Jenkins is an out-of-hours doctor in Guernsey while still working for British rowing and he will be going to the Games as medical officer for the island women’s football team.

The purpose of the meeting was to advise the competitors about the preparations required for competing in the anticipated 30C-plus temperatures. The heat issue was one of the main factors why the local men’s football team pulled out of the week-long Games.

Other speakers at the Peninsula were the Guernsey Island Games squad’s chief medical officer, Dr Jonny Pearce, who hosted the event, and the island’s Great Britain international athlete, Dale Garland, who also spoke about his experiences of competing in extremely hot environments.

‘They should think of themselves as elite athletes for the next three months and put everything else on hold,’ said Jenkins.

‘Cyclists should not just think about cycling when they are cycling but for 24 hours a day. They need to be integrating their life with their training.’

The meeting emphasized that the competitors needed to get used to hydrating and using other techniques such as applying sunscreen before they go to the Mediterranean island.

‘The two main concerns are that, first, we’re asking people to perform in conditions in which you and I would find just walking difficult and we could rest the next day, whereas these guys don’t have that option,’ said Jenkins. ‘And secondly, it’s conveying to these guys that they need to form habits for what they are going to experience before they get out there.’

Pearce said the event had gone well. ‘It was a very successful evening and I was really thrilled to see so many people there.

‘Two hundred were there and the total number of people travelling is 242. That shows a huge commitment.

‘It was quite a long thing. It went on for about 1hr 40min and they sat through the whole lot. I thought it was very enjoyable.’

One option now is for all the sports to be divided into sub-groups that will have their own preparations for the expected conditions.

There would be a group for the indoor sports such as basketball and volleyball, one for endurance events - cycling, the triathlon and the half-marathon - another for athletics and swimming and one for the more sedate sports such as archery and golf.

Basketball player-coach Jeff Stuart found the meeting very productive.

Although his competition will take place in an indoor air-conditioned facility, he thinks it will still be hotter than that to which he and his team are used to.

‘It was good and informative,’ he said. ‘It’s essential now that we meet as a team and see how it’s relevant to us. We were told that we would be assigned our own medical liaison.

‘The thing that was good was that there is such a high level of medical support for us.’
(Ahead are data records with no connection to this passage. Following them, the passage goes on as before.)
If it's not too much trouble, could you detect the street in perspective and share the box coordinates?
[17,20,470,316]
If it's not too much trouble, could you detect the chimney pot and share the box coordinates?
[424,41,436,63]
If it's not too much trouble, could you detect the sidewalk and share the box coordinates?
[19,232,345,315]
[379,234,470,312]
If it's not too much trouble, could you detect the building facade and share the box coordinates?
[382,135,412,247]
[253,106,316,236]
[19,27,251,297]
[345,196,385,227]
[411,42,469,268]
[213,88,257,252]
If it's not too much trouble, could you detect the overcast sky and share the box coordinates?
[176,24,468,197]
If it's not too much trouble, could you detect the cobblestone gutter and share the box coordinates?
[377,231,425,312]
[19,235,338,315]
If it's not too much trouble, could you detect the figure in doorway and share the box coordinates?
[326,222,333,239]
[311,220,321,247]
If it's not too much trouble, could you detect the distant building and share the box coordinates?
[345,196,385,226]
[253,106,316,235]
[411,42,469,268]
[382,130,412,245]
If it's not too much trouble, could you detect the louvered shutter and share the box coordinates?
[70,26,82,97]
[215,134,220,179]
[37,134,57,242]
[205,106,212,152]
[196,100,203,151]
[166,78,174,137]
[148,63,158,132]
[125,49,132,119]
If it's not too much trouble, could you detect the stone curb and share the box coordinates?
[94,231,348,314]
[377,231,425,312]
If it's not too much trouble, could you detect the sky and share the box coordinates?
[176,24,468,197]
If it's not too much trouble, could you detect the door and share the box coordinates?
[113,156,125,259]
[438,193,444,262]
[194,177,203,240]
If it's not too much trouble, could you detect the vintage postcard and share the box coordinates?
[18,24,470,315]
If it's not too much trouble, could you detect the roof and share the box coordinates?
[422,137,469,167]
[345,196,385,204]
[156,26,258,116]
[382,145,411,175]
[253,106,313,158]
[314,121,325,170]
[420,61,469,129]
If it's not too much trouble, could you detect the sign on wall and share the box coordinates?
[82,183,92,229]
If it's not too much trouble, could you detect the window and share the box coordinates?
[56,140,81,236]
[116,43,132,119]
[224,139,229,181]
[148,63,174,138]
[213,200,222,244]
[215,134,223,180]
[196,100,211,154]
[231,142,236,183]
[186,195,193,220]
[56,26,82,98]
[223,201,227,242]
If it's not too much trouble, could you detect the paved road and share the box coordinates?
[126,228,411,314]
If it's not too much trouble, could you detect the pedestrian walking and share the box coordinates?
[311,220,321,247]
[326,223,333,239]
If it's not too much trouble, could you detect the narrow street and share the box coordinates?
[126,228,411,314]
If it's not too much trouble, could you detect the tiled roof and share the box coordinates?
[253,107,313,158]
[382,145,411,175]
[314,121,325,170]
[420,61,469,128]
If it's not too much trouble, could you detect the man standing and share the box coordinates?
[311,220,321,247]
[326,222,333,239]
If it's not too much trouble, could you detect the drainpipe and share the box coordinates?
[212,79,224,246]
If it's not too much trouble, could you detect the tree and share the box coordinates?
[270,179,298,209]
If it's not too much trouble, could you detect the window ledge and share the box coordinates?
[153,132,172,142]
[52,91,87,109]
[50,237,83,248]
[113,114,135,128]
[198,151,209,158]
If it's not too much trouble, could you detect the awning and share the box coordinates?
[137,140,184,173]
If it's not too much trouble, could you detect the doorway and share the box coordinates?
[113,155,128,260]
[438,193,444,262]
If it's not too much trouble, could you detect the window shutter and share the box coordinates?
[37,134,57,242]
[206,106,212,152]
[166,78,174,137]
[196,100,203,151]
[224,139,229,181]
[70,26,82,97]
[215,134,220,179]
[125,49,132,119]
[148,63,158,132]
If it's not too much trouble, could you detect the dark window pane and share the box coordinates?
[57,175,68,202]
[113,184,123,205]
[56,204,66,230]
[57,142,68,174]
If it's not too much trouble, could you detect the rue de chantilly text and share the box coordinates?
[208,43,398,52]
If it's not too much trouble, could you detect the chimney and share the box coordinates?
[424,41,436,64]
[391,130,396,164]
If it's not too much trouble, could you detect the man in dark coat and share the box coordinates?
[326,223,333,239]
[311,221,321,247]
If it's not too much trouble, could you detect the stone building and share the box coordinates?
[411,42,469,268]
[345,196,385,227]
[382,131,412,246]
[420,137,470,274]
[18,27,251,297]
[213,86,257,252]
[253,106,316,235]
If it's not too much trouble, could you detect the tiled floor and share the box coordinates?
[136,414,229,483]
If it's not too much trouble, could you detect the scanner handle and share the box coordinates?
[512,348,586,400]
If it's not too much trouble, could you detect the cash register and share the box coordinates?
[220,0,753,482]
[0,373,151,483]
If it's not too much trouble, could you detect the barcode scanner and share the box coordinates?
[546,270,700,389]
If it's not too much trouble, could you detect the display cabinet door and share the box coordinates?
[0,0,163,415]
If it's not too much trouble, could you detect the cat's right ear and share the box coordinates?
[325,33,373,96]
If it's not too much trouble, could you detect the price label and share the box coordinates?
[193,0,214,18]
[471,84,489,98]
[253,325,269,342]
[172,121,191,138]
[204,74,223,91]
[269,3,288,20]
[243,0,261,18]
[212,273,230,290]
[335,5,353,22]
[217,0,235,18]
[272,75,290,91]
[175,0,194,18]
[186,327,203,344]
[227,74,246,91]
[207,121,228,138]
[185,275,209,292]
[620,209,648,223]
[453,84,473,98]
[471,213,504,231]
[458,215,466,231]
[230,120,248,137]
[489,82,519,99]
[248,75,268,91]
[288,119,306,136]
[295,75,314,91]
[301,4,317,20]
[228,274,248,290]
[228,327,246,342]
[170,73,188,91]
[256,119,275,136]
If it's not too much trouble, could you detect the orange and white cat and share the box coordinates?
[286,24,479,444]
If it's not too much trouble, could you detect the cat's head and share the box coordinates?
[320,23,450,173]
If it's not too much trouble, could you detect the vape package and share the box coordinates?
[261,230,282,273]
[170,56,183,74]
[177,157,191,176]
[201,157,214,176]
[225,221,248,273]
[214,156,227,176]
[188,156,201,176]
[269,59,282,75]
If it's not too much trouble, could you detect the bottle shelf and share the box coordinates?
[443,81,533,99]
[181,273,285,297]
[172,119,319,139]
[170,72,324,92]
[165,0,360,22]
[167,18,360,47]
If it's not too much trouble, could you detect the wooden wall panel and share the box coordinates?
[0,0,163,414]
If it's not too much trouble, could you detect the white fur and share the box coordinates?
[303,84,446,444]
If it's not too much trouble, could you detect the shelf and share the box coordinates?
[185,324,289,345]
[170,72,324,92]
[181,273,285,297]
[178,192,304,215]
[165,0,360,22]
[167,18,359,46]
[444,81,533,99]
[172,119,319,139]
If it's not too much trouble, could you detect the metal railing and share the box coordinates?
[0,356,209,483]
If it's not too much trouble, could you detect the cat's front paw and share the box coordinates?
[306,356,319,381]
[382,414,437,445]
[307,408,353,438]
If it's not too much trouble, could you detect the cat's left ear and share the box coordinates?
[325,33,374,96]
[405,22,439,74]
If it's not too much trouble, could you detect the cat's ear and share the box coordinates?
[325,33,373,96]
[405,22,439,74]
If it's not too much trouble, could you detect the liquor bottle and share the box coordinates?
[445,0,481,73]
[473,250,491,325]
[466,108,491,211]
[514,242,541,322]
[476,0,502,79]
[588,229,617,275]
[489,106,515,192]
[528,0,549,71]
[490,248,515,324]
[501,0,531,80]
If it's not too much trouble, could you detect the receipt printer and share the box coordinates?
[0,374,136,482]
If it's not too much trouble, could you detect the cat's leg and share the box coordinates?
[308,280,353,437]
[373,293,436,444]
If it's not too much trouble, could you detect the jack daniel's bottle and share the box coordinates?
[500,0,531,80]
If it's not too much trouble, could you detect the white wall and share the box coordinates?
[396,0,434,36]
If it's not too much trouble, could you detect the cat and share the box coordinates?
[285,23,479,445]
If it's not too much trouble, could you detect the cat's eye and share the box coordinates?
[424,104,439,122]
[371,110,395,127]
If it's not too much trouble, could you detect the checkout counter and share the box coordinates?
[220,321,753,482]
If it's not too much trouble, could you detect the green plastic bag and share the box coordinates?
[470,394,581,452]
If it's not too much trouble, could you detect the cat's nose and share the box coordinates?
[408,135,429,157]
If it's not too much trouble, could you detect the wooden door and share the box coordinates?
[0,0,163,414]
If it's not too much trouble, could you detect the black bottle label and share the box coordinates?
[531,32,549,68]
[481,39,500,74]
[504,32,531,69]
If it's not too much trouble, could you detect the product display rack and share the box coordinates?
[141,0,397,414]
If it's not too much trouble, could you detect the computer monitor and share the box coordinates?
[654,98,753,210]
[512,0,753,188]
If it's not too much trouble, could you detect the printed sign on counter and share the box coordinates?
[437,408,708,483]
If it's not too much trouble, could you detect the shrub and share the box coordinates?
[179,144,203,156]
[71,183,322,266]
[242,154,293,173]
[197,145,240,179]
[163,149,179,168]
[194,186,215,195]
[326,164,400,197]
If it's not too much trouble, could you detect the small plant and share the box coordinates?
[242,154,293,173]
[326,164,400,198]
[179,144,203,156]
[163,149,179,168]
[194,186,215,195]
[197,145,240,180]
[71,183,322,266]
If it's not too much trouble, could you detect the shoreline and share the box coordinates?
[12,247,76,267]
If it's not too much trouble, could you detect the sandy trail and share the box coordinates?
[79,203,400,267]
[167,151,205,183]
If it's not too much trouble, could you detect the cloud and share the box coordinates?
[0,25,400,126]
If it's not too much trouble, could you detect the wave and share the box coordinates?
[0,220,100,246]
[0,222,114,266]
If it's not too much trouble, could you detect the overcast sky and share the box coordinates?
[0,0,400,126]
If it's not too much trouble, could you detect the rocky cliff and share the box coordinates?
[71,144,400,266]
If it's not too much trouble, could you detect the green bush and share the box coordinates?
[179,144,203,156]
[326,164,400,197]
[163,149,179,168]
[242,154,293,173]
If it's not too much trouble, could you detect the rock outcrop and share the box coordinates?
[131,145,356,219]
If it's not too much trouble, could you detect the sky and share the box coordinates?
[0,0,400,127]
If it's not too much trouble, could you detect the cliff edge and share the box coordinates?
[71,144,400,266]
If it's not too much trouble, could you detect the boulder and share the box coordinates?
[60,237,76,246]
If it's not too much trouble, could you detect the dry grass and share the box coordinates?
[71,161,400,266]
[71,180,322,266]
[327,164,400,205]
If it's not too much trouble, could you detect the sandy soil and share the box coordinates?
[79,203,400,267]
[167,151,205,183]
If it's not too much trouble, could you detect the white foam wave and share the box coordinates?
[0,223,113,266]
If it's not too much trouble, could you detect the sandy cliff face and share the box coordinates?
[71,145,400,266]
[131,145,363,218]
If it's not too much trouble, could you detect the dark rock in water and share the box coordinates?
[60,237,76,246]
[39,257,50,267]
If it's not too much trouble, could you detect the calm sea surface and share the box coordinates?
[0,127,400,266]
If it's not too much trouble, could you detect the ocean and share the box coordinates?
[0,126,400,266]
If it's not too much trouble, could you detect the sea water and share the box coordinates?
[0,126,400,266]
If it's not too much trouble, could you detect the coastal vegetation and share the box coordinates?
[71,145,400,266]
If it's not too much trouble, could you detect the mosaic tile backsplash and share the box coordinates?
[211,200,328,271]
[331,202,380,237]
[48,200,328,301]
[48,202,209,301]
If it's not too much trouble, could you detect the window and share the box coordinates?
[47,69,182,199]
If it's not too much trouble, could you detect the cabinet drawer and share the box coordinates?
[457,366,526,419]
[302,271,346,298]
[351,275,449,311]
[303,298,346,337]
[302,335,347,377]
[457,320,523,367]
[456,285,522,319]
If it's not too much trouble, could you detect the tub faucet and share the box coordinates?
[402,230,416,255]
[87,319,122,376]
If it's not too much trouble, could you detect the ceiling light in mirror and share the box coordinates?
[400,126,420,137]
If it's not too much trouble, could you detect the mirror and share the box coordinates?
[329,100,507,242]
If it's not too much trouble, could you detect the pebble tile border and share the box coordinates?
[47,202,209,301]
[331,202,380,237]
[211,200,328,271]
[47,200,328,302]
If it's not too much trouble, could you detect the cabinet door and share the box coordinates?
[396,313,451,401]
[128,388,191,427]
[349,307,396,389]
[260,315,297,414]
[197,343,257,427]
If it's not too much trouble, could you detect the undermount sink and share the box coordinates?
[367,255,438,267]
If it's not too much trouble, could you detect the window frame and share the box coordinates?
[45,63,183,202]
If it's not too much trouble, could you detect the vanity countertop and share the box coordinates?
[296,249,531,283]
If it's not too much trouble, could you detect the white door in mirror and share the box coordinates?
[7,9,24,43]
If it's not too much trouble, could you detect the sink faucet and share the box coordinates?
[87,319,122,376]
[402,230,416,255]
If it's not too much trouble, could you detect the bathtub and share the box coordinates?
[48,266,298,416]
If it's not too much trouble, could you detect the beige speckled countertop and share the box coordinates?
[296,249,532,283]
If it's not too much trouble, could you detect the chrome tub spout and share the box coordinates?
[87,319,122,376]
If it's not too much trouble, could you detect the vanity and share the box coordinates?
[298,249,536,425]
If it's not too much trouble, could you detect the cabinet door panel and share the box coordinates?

One issue that Stuart does have is with the travel arrangements.

After an early-afternoon ferry to St Malo on the Wednesday prior to the Games the team face a two-to-three-hour coach journey to Nantes, from where a chartered aircraft will fly them to the east Mediterranean island.

It is anticipated that the journey will take more than 10 hours and see the Sarnians reach their destination in the early hours of the morning.

‘The only concern for me was that they were saying how susceptible we would be to picking up illness and get sleep deprivation with our travel arrangements,’ he said. ‘It seems a concern, therefore, that we’re travelling through the night.’

Pearce said that was a fair point but they were the best arrangements possible.

‘It is a long trip and it is a hard trip and people do tend to pick up stuff because they have a low immunity [on long trips],’ he said.

‘I think people are going to be tired, fed up and drained when they get there. It’s a reasonable concern, but the decisions have been made.

‘We live in a real world and the Guernsey Island Games Association have done the best they can.’